The ELD Solutions company was promoting functionality in its electronic log application that allowed use in “AOBRD mode.” Using that mode, the email explained, carriers could simply edit driver logs and not leave a electronic trail showing the original log. “We only store the edited version, and not the original log,” the email said.
AOBRD, regular readers will recall, stands for Automatic On-Board Recording Device, the standards for which are codified in CFR 395.15, which specifies the conditions by which fleets can voluntary use e-logs in lieu of paper logbooks.
The CCJ reader, Huff wrote, wished to remain anonymous, and had this to say about the email he received and forwarded:
As a small carrier who strives for compliance and agrees with the ELD mandate (for the most part), I feel that the ELD mandate only makes sense if the system is an honest one. If drivers or companies are allowed to violate the HOS while technically in “compliance,” then they would gain an unfair competitive advantage.

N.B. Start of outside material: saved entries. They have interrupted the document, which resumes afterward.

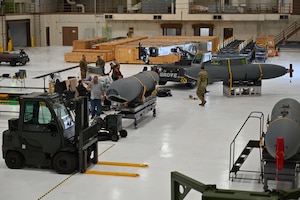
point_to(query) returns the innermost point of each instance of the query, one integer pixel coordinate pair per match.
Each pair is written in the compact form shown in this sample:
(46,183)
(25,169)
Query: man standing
(83,67)
(100,63)
(97,96)
(201,85)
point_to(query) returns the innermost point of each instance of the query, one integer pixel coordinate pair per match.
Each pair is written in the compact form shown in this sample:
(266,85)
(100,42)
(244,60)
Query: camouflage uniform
(201,85)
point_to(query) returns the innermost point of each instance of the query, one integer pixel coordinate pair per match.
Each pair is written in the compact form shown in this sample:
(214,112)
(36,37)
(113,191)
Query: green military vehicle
(46,136)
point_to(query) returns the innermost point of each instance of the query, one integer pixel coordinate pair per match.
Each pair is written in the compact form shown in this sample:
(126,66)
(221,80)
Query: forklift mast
(46,135)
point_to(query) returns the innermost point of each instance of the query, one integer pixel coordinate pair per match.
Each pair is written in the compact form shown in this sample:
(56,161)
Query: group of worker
(95,90)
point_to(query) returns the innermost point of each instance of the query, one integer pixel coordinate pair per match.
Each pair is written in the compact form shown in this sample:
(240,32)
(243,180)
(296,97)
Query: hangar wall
(119,28)
(242,29)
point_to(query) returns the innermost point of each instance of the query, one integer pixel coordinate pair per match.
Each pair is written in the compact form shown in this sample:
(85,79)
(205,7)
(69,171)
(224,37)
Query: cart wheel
(114,137)
(64,163)
(123,133)
(14,160)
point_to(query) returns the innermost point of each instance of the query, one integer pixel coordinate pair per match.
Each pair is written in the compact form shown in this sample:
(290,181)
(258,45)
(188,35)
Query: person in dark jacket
(81,90)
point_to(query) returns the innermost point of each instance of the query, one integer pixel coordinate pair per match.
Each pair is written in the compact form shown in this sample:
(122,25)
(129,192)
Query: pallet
(241,91)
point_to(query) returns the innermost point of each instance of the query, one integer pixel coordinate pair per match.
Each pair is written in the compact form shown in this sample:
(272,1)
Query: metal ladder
(235,164)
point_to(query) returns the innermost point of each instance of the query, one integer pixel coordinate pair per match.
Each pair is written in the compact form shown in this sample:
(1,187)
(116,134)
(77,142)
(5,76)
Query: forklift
(49,134)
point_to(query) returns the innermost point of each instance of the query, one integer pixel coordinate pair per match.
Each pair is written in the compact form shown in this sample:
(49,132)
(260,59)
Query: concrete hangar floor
(183,137)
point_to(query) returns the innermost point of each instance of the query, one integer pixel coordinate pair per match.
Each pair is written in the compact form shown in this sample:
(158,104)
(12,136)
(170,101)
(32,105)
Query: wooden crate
(125,50)
(91,56)
(87,43)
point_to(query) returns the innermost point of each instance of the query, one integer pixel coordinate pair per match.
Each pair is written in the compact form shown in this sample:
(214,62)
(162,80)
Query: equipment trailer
(45,135)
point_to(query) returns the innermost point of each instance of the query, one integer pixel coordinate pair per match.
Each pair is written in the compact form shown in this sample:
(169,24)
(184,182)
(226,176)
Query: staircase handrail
(232,144)
(285,33)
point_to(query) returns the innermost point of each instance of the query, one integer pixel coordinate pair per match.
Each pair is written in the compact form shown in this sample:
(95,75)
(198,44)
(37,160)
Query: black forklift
(46,135)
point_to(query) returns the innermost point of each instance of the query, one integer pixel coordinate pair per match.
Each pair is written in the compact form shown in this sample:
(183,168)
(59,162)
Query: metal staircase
(37,29)
(235,164)
(287,32)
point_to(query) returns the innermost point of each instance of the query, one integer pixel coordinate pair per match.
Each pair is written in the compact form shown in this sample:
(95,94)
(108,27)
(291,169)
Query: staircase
(288,32)
(243,156)
(235,164)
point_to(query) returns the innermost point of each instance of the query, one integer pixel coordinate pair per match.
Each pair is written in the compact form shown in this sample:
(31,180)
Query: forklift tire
(64,163)
(13,63)
(114,137)
(123,133)
(14,160)
(162,82)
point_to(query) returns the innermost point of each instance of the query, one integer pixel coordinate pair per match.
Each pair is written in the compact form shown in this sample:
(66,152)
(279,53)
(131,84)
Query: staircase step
(246,151)
(253,143)
(235,169)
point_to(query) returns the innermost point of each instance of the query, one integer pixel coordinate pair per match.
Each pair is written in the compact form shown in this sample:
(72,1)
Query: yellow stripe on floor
(112,173)
(122,164)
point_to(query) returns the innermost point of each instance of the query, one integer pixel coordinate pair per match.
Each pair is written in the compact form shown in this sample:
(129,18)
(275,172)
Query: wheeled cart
(110,128)
(137,111)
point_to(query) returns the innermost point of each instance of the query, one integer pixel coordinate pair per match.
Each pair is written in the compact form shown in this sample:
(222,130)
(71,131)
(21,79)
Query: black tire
(12,63)
(14,160)
(123,133)
(114,137)
(64,163)
(162,82)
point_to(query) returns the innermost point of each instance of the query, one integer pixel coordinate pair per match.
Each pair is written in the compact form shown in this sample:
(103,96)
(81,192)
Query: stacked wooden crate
(126,50)
(81,47)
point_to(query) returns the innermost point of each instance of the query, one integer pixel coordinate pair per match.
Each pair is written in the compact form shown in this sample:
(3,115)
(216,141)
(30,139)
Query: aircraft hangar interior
(154,137)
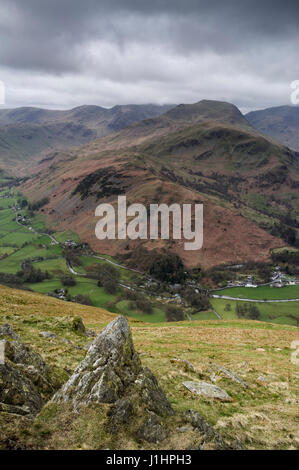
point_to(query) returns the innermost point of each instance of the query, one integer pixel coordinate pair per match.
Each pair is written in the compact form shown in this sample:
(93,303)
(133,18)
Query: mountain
(280,122)
(206,152)
(30,134)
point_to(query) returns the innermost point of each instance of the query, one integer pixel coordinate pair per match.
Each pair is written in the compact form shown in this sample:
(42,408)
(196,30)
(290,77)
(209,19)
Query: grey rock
(24,376)
(17,390)
(112,370)
(187,365)
(262,379)
(207,390)
(229,374)
(120,413)
(90,333)
(184,428)
(78,325)
(152,430)
(13,409)
(208,432)
(151,393)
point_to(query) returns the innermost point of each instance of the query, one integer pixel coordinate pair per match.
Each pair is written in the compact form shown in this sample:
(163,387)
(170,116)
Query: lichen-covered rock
(111,371)
(223,371)
(17,390)
(25,382)
(78,325)
(188,367)
(120,413)
(152,430)
(152,394)
(207,431)
(6,332)
(207,390)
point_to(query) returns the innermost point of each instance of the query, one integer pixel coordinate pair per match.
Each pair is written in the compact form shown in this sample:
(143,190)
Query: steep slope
(29,134)
(281,122)
(250,360)
(205,152)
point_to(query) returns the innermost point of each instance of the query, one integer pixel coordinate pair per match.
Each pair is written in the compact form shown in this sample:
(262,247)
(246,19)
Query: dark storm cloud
(64,51)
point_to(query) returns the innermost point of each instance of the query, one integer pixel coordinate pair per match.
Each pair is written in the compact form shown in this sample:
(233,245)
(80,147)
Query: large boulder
(24,376)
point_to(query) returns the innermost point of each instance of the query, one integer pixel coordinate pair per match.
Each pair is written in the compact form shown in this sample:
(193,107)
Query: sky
(66,53)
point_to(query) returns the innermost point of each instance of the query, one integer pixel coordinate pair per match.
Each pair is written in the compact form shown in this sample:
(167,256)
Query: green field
(20,244)
(262,293)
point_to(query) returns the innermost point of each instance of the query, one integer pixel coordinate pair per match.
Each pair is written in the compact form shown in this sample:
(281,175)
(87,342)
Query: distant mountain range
(29,134)
(281,122)
(205,152)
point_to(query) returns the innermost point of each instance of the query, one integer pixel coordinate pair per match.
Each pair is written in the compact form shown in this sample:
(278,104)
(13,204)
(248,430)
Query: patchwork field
(262,293)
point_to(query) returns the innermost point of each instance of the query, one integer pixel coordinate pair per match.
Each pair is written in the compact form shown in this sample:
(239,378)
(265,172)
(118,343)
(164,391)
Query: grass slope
(261,417)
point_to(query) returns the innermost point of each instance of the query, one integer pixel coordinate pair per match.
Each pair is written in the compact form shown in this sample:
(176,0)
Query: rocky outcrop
(223,371)
(112,373)
(25,383)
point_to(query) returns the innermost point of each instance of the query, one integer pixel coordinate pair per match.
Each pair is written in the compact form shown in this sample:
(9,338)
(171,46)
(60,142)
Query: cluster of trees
(199,302)
(10,280)
(71,256)
(168,268)
(174,313)
(107,276)
(249,311)
(67,280)
(139,302)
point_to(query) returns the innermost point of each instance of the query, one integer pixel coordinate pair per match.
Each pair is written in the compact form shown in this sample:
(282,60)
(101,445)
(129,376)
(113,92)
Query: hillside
(31,134)
(280,122)
(206,152)
(260,415)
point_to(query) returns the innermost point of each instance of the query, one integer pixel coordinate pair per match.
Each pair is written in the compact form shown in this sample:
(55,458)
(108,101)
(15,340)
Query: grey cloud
(116,51)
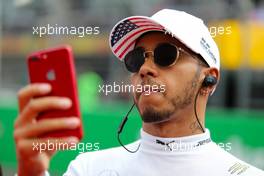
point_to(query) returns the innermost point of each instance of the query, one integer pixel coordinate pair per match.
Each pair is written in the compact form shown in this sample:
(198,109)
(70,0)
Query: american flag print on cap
(124,34)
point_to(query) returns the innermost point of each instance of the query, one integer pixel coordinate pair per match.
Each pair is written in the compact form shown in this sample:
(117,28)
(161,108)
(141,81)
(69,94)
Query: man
(171,50)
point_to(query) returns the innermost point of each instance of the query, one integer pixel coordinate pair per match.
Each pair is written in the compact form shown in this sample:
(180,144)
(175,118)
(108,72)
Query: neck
(180,124)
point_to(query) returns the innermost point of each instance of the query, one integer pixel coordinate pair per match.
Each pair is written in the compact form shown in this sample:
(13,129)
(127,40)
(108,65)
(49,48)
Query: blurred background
(235,112)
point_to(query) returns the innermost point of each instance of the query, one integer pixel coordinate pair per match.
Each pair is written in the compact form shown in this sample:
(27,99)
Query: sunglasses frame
(178,49)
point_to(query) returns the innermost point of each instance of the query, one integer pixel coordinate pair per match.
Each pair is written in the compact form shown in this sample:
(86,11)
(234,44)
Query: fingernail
(44,87)
(65,102)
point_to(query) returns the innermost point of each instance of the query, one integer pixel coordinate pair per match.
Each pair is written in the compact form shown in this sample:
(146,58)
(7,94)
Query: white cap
(187,28)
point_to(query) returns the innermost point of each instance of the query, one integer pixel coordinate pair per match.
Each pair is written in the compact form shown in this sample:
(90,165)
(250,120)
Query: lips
(147,90)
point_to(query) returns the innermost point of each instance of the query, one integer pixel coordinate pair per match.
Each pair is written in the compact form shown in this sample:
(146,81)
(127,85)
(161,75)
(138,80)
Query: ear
(210,72)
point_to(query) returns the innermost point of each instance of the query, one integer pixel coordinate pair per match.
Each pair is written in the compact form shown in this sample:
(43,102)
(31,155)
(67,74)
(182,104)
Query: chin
(152,114)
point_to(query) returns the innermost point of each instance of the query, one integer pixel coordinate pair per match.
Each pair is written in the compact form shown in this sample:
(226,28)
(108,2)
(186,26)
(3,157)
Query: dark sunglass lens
(165,54)
(134,60)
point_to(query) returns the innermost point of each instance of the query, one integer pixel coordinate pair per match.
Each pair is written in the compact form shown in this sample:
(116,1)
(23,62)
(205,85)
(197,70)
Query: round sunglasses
(164,55)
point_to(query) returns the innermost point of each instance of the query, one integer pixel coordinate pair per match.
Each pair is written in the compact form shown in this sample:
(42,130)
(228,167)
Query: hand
(27,129)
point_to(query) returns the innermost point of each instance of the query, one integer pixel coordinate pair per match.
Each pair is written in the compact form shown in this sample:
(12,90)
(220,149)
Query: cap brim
(125,33)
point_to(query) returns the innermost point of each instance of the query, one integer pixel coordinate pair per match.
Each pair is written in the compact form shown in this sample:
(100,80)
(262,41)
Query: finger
(30,91)
(35,106)
(47,125)
(31,147)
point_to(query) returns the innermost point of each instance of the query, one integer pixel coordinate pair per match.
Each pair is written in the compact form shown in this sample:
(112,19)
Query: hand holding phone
(48,110)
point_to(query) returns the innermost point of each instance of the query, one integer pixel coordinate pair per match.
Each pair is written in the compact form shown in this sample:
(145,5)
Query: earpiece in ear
(209,81)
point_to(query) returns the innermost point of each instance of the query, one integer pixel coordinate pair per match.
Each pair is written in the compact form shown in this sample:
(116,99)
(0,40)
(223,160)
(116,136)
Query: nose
(148,68)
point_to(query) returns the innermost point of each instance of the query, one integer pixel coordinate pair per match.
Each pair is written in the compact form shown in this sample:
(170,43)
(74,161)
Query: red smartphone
(56,67)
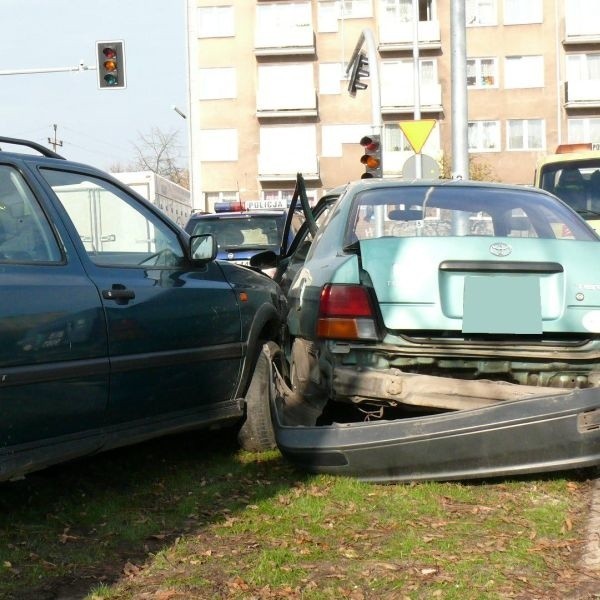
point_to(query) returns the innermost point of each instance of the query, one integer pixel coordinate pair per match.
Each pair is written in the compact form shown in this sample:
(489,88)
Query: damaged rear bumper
(530,435)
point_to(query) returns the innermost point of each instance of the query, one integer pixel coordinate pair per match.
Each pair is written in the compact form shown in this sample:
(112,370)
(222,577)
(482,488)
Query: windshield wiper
(585,211)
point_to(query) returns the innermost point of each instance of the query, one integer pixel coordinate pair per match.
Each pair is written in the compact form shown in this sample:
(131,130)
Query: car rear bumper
(537,434)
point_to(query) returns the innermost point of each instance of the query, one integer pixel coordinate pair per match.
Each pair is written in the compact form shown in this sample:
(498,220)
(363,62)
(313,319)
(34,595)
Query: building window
(218,145)
(330,75)
(484,136)
(394,139)
(215,21)
(520,12)
(482,72)
(217,84)
(583,67)
(333,138)
(356,9)
(328,13)
(286,86)
(300,155)
(283,24)
(402,10)
(525,134)
(584,130)
(524,71)
(480,12)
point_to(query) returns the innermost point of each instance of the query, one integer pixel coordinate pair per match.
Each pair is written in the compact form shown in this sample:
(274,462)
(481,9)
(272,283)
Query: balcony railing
(401,99)
(398,35)
(294,40)
(582,93)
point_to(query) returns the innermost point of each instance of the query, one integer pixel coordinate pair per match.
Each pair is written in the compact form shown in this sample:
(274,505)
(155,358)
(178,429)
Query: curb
(590,559)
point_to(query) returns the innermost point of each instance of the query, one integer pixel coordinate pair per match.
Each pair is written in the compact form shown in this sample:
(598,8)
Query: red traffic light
(369,143)
(111,64)
(372,156)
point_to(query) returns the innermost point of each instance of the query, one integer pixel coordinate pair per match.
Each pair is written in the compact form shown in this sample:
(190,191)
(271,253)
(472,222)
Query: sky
(96,126)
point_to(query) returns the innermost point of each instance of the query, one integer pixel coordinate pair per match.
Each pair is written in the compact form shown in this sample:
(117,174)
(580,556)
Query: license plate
(502,304)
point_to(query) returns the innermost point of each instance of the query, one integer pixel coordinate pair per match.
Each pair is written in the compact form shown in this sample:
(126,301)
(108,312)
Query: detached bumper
(545,433)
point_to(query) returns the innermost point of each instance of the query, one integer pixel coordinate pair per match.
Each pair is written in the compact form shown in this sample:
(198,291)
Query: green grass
(193,517)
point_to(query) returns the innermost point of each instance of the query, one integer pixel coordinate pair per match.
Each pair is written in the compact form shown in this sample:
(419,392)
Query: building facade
(269,98)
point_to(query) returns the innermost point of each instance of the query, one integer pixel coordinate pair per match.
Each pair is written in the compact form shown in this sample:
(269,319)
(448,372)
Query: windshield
(576,183)
(241,231)
(455,211)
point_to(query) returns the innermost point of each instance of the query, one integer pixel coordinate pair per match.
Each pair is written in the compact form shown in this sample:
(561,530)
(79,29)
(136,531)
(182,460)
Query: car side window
(114,228)
(25,233)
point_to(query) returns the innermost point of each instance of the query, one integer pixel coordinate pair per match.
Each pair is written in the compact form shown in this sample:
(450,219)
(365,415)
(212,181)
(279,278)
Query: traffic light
(360,70)
(111,64)
(371,157)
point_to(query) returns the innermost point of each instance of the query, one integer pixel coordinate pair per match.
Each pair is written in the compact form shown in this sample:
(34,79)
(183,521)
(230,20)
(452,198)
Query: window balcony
(285,41)
(397,35)
(580,27)
(285,166)
(401,99)
(287,102)
(582,93)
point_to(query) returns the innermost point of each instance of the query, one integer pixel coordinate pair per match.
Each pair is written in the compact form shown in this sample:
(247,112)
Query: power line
(54,143)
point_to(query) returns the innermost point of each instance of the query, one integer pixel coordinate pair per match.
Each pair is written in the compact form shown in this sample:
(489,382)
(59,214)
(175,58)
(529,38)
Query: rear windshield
(575,182)
(455,211)
(256,231)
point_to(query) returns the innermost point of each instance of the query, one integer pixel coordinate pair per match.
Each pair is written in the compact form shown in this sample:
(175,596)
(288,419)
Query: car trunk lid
(462,285)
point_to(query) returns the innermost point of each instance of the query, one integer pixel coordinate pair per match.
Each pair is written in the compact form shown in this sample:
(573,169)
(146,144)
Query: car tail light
(346,313)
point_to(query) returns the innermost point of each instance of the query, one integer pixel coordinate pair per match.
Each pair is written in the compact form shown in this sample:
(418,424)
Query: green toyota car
(116,325)
(439,330)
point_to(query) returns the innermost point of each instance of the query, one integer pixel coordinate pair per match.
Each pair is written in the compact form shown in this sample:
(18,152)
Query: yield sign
(417,132)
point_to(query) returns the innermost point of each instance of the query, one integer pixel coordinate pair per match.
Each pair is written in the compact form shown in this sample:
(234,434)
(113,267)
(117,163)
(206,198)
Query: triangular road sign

Reports of e-log edits at fleets using them under the AOBRD standard today abound, of course, as any driver attuned to other drivers’ social media can attest. The extent to which the particularities of the editing feature in ELD Solutions’ application is unique is unknown. But many providers offer users the option to purchase a solution and run it in AOBRD mode, with at least some greater back-office editing flexibility, through December 2019, then switch to ELD mode when the AOBRD grace period ends.
However, as Huff reported on current regs for AOBRD edits:
According to information on its website, the Federal Motor Carrier Safety Administration allows fleet managers to edit drivers’ records of duty status from an AOBRD “to accurately reflect the driver’s activity.”
The manager must include an explanation of the mistake in the remarks section of either the original or amended record of duty status, the agency says, and “both the original and amended record of duty status must be retained by the motor carrier.”
According to the email from ELD Solutions, its AOBRD Mode does not store the original log. CCJ sent the exact wording used in the email to FMCSA spokesperson Duane DeBruyne for clarification. He confirmed that editing is allowable under the AOBRD rule, but did not implicate ELD Solutions for any wrongdoing.
As regular readers will know, under the new ELD rule, fleet managers will be able to edit driver logbooks, but the rule returns control of most editing to the driver. When the back office manager is making the edit, drivers must be given a chance to accept or reject their edits. Drive time, from any account, cannot be shortened under the new rule, except in rare cases when incorrectly assigned in a team operation.